I have always thought of leadership as a legacy, in terms of what you give back and what you leave behind. Clearly you direct your focus and activities, and that of your team, to achieve the business objectives at hand. Yet, much of the value you deliver through coaching, mentoring, and developing others may not fully manifest until long after you have moved on from your role.
Embracing that responsibility is rewarding and humbling at the same time, particularly when you consider the role of female leaders. There is often an underlying symbolism that you learn to appreciate as you progress. At some point you realize that it’s not so much about individual accomplishments, but rather what your career success represents to other aspiring females. The progression itself can be inspiring. Beyond that you have a greater opportunity to set a positive example, to guide, counsel, and help develop the next generation of leaders. I believe that to be a very critical component of my job.

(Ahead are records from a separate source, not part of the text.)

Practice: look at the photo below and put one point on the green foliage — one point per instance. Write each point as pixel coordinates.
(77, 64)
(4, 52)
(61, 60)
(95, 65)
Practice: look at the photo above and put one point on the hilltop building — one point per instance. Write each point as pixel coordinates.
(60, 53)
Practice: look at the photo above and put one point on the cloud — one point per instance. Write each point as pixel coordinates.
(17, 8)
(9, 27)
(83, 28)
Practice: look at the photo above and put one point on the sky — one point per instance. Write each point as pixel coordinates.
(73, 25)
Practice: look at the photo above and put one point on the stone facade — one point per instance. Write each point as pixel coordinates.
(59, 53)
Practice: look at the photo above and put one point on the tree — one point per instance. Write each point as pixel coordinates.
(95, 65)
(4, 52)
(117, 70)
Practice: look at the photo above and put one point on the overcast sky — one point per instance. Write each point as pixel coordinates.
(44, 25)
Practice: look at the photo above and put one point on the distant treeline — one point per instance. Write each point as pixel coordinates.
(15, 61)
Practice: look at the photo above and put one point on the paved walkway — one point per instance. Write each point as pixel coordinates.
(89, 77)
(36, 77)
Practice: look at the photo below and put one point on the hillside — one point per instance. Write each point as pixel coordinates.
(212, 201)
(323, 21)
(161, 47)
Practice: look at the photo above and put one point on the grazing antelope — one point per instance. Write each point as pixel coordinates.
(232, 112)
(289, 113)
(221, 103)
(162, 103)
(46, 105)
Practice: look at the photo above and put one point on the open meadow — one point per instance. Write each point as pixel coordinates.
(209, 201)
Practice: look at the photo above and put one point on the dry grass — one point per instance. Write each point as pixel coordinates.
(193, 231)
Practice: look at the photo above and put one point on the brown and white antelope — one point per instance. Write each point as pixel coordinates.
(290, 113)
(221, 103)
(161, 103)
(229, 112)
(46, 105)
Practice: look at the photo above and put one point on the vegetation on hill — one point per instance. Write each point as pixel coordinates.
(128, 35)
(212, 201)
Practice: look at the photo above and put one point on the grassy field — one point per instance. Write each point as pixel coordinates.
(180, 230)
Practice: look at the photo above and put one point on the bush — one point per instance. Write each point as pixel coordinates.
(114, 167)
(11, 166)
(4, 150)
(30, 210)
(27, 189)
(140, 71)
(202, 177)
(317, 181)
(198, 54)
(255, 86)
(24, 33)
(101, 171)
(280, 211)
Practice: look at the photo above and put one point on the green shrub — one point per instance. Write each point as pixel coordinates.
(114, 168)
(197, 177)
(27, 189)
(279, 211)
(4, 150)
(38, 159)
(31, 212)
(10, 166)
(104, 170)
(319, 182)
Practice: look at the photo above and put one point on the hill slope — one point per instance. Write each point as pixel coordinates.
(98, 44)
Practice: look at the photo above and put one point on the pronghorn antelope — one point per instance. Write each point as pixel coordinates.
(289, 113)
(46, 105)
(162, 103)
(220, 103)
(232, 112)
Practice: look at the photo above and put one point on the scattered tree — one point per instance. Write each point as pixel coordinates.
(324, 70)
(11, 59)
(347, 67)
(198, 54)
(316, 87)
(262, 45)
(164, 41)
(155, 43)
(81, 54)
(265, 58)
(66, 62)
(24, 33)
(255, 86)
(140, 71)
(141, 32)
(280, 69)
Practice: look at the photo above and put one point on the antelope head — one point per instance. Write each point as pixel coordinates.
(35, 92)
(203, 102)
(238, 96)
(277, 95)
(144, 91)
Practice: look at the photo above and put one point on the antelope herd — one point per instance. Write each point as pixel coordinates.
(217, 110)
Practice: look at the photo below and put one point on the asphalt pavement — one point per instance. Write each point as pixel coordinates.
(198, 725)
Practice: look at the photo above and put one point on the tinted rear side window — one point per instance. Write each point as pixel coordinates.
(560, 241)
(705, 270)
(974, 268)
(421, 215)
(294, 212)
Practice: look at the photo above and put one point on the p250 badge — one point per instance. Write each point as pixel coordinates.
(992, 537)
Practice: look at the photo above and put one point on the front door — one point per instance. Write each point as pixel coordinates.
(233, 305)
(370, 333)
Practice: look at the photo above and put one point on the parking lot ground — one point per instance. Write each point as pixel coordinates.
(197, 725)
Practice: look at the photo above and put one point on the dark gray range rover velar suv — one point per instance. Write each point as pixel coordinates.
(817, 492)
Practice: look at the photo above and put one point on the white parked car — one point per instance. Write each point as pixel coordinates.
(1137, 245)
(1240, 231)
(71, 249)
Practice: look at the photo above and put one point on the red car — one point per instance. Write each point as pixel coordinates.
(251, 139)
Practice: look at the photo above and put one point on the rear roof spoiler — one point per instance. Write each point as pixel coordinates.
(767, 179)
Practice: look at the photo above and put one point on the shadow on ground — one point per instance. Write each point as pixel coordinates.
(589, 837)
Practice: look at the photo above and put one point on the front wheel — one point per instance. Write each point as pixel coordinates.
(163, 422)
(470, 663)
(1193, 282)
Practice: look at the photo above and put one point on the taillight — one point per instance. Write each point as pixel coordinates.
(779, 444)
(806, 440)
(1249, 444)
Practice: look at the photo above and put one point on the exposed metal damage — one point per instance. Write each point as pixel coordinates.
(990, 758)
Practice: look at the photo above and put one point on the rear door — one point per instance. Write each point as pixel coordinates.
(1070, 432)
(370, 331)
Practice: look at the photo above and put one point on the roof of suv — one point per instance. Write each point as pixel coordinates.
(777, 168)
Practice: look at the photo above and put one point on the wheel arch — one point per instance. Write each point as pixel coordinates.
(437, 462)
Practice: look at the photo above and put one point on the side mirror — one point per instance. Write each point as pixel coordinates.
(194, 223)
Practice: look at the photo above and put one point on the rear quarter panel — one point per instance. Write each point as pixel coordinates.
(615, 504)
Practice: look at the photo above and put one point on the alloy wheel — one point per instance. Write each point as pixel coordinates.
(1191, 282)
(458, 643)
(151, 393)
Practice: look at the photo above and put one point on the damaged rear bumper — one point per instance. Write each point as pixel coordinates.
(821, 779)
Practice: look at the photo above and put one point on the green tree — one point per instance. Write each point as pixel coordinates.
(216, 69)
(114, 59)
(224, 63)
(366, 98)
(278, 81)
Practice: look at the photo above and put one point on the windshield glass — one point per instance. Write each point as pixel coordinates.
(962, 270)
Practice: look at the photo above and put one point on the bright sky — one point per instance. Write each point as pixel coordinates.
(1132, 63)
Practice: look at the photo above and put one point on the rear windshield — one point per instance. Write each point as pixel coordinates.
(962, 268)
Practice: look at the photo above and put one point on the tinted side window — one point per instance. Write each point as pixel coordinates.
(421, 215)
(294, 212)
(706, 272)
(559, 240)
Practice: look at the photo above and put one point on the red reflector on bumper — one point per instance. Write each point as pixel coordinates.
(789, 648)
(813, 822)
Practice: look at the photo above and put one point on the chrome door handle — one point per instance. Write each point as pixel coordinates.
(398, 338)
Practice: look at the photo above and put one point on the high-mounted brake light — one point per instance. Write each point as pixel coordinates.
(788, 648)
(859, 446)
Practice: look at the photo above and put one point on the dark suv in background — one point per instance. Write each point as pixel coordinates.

I have been with Kelly Services Inc. for 23 years. From my start as an entry-level supervisor to my current role as senior vice president, I’ve had the opportunity to serve as a formal mentor for more than a dozen people and function informally countless times. It is important to be accessible for that exchange, whether speaking to a group of new recruits, discussing a career path, or responding to a request for guidance or perspective on a given issue. It demonstrates the capacity and willingness to grow and cultivate growth in others in order to achieve positive results. In the end, leadership is less about what you do and more about who you are.